The Filth and Fury was designed to try to fly the audience into the punk moment. To explain how the fuse was lit. The band to do that through was clearly the Pistols. The film about Joe is a very different thing. It’s following the story of a man’s life over 50 years. Seeing how the culture created him, but also how he changed the culture. It’s a more emotional film in a way, because it is a film about a friendship.

How did your relationships with Strummer and John Lydon differ?

I’ve never really lived with John in the way I did with Joe. I had an intense relationship with the Clash in ‘76, ‘77. But I had to choose between them and the Pistols. I didn’t see Joe very much for the next 20 years. By a strange accident, he came to live down the road from me in the English countryside. We were living in each others’ houses, looking out for each other’s kids, which is the way to get to know someone very closely. With John, I only see him when I go to L.A., or he’s in London, and it’s very intense.

It’s probably also a class thing, which unfortunately underpins life in Britain, still. I was from more of a similar background to Joe’s. As a result, I probably shared intellectual interests more easily. I do think John is a brilliant thinker. There’s something about his personality that’s unnerving to everybody. Which made him the one who could spark that
movement.

The first time I interviewed Strummer, in 1989, he described 1977 London as
stultifying.

In those days, the three TV channels turned off at 11 o’clock. Everything shut down. We were always very aware that New York City or somewhere was not like that. Britain was still very much a Victorian society, despite the attack on that in the ’60s. London was a white city with no respect for any immigrant culture.
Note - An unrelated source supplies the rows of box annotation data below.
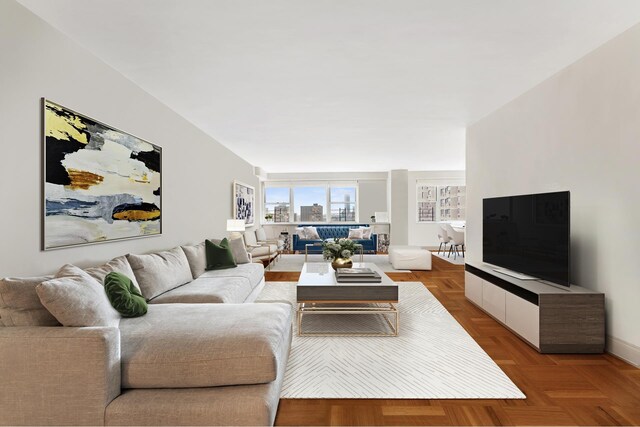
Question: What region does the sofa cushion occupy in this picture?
[360,227,373,239]
[181,242,207,279]
[347,228,364,240]
[204,238,237,271]
[120,304,291,388]
[104,271,148,317]
[36,264,120,327]
[0,276,60,326]
[127,246,193,300]
[203,263,264,288]
[84,255,140,291]
[149,264,264,304]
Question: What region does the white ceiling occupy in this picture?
[19,0,640,172]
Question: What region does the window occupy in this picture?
[293,187,327,222]
[264,187,291,222]
[263,181,358,223]
[330,187,356,221]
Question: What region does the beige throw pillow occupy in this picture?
[36,264,120,327]
[84,255,140,290]
[0,276,60,326]
[127,246,193,300]
[347,228,363,240]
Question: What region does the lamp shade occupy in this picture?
[227,219,245,231]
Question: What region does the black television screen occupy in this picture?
[482,191,569,286]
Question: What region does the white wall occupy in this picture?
[358,179,388,223]
[407,171,465,248]
[466,25,640,364]
[389,169,409,245]
[0,1,259,276]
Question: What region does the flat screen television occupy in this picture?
[482,191,570,286]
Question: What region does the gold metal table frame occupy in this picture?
[296,301,400,337]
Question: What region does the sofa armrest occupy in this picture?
[0,326,120,425]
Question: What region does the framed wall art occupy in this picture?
[233,181,256,227]
[42,99,162,250]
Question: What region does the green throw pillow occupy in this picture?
[205,238,237,270]
[104,271,148,317]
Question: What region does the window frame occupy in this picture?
[260,180,360,225]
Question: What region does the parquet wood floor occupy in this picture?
[266,257,640,426]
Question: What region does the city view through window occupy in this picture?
[264,186,357,222]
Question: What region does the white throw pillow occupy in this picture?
[304,227,320,240]
[347,228,363,240]
[180,242,207,279]
[36,264,120,327]
[360,227,373,239]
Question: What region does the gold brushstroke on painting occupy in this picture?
[113,209,160,221]
[45,104,89,144]
[67,168,104,190]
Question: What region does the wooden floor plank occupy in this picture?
[265,257,640,426]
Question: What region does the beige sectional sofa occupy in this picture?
[0,245,292,425]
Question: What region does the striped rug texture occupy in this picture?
[258,282,526,399]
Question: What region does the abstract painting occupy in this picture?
[43,100,162,250]
[233,181,256,227]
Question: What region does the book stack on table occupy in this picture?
[336,268,382,283]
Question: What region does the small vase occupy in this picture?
[331,258,353,270]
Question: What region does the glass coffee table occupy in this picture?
[296,262,399,337]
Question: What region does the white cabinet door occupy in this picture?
[505,293,540,348]
[464,271,482,307]
[482,280,506,323]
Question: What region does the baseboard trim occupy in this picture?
[605,335,640,368]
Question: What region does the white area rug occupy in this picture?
[269,254,411,273]
[431,252,465,265]
[258,282,526,399]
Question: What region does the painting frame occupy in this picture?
[232,180,256,227]
[40,97,163,251]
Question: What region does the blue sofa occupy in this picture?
[293,224,378,253]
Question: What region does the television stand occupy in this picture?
[492,267,538,280]
[464,263,605,353]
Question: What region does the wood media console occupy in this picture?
[465,264,605,353]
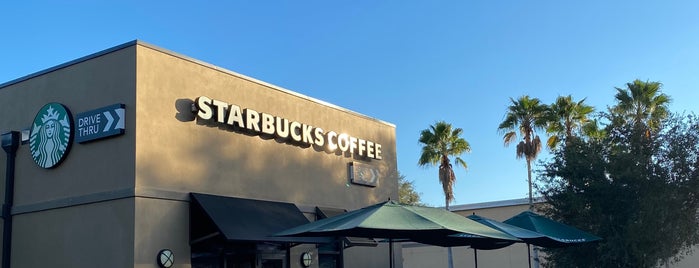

Punk helped break that down.

You largely skip Give ‘Em Enough Rope, the second Clash album.

Partly because I didn’t like it very much. It was worrying to me at the time. It sounded like they were going in a more heavy-metal direction. And I knew that Joe didn’t like that album was much as others.

You filmed reminiscences around campfires. That must have hard to shoot.

Yeah, it was. But I liked that it was quite a punk-rock thing. We didn’t have any electricians; we didn’t have any lights. We just lit it with the fire. Recording conversations was difficult, and at times I would take people to another fire, 30 meters away or something, and record it there.

The campfires started at festivals like Glastonbury. That’s one of the great things about Glastonbury; it’s a city of campfires, 180,000 when you look down the hill. Joe had one, which became very different. It was a kind of ideas factory, people exchanging their life experiences. An incredible mixture of people, and Joe would be DJing. That’s where the Mescaleros came from.

Why did you decide not to ID the participants on screen?

No one had name-tags around these campfires. “Hi, I’m Mandy from Hertz rent-a-car.” But more importantly, I like the idea that there’s a bit of detective work: Who is this person? Why do they look like that? It invites you think around it a bit more. I did suggest that, at the end, we put the photograph next to the credit, but we didn’t have the money, apparently. You could say “John Perkins, school friend.” But then you’d also have to say, “Bono, rock star.” There are some ironies in it.